UNSTRUCTURED
Natural language processing (NLP) in health care enables transformation of complex narrative information into high value products such as clinical decision support and adverse event monitoring in real time via the Electronic Health Record (EHR). However, information technologies for mental health have consistently lagged behind due to the complexity of measuring and modeling mental health and illness. The use of NLP to support management of mental health conditions is a viable topic that has not been explored in depth. This article provides a framework for advancing NLP methods to identify, extract and organize information on mental health and functioning in order to inform the decision-making process applied to assessing mental health. We present a use case related to work disability, guided by the disability determination process of the U.S. Social Security Administration (SSA). From this perspective the following questions must be addressed about each problem leading to a disability benefits claim: when did the problem occur and how long has it existed? How severe is it? Does it affect the person’s ability to work? What is the source of the evidence about the problem?
Our framework includes four dimensions of medical information that are central to assessing disability — temporal sequence and duration, severity, context, and the information source.
We describe key aspects of each dimension and promising approaches for application in mental functioning. For example, to address temporality, a complete functional timeline must be created with all relevant aspects of functioning such as intermittence, persistence and recurrence. Severity of mental health symptoms can be successfully identified and extracted on a four-level ordinal scale from absent to severe. Some NLP work has been reported on context for specific cases of wheelchair use in clinical settings. We discuss the links between the task of information source assessment and work on source attribution, coreference resolution, event extraction and rule-based methods.
Gaps were identified in NLP applications that directly applied to the framework and in existing relevant annotated datasets. We highlighted NLP methods with potential to be applied to move the field forward in application to mental functioning.

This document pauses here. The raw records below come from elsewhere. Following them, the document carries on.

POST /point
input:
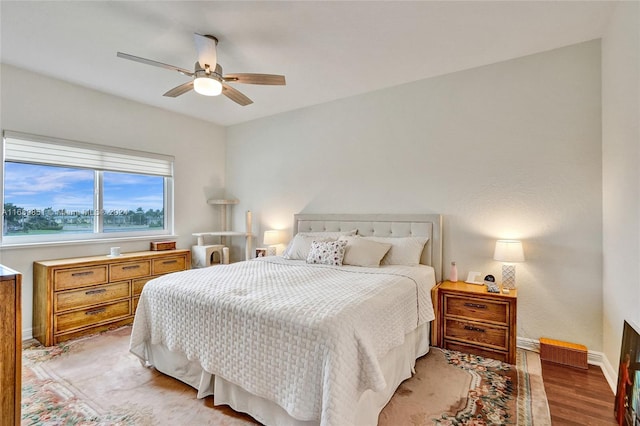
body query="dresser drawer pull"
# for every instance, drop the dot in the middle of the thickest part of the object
(131, 267)
(475, 305)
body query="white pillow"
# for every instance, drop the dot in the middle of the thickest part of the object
(298, 248)
(363, 252)
(404, 250)
(327, 252)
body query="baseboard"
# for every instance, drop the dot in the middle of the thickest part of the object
(27, 334)
(593, 358)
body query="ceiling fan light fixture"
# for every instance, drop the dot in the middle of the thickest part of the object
(207, 85)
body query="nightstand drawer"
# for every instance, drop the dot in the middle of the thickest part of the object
(65, 279)
(75, 299)
(477, 333)
(476, 309)
(123, 271)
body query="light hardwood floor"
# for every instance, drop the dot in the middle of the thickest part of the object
(578, 397)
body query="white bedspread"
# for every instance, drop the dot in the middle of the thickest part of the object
(307, 337)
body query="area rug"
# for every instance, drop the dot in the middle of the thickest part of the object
(96, 381)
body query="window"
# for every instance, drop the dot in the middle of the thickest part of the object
(57, 190)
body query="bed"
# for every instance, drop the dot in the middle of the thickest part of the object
(293, 342)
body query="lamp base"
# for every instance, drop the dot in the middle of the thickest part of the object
(508, 276)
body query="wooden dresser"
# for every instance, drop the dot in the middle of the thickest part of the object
(472, 320)
(10, 346)
(84, 295)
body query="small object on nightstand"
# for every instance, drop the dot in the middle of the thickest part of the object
(490, 282)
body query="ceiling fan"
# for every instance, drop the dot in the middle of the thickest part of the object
(208, 78)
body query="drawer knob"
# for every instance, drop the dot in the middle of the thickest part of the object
(475, 305)
(472, 328)
(131, 267)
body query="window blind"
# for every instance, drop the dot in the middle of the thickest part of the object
(25, 148)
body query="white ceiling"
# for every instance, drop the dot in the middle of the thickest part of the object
(326, 49)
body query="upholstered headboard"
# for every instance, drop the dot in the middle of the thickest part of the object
(383, 225)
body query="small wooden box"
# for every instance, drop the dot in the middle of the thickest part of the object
(570, 354)
(163, 245)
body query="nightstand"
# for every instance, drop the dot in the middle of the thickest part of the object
(470, 319)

Findings from this work will inform development of instruments developed to support the SSA adjudicators in their disability determination process. The four dimensions of medical information may have relevance for a broad array of individuals and organizations responsible for assessing mental health function and ability. Further, our framework with four specific dimensions presents significant opportunity for application of NLP in the realm of mental health and functioning beyond the SSA setting, and it may support the development of robust tools and methods to support decision-making related to clinical care, program implementation, and other outcomes.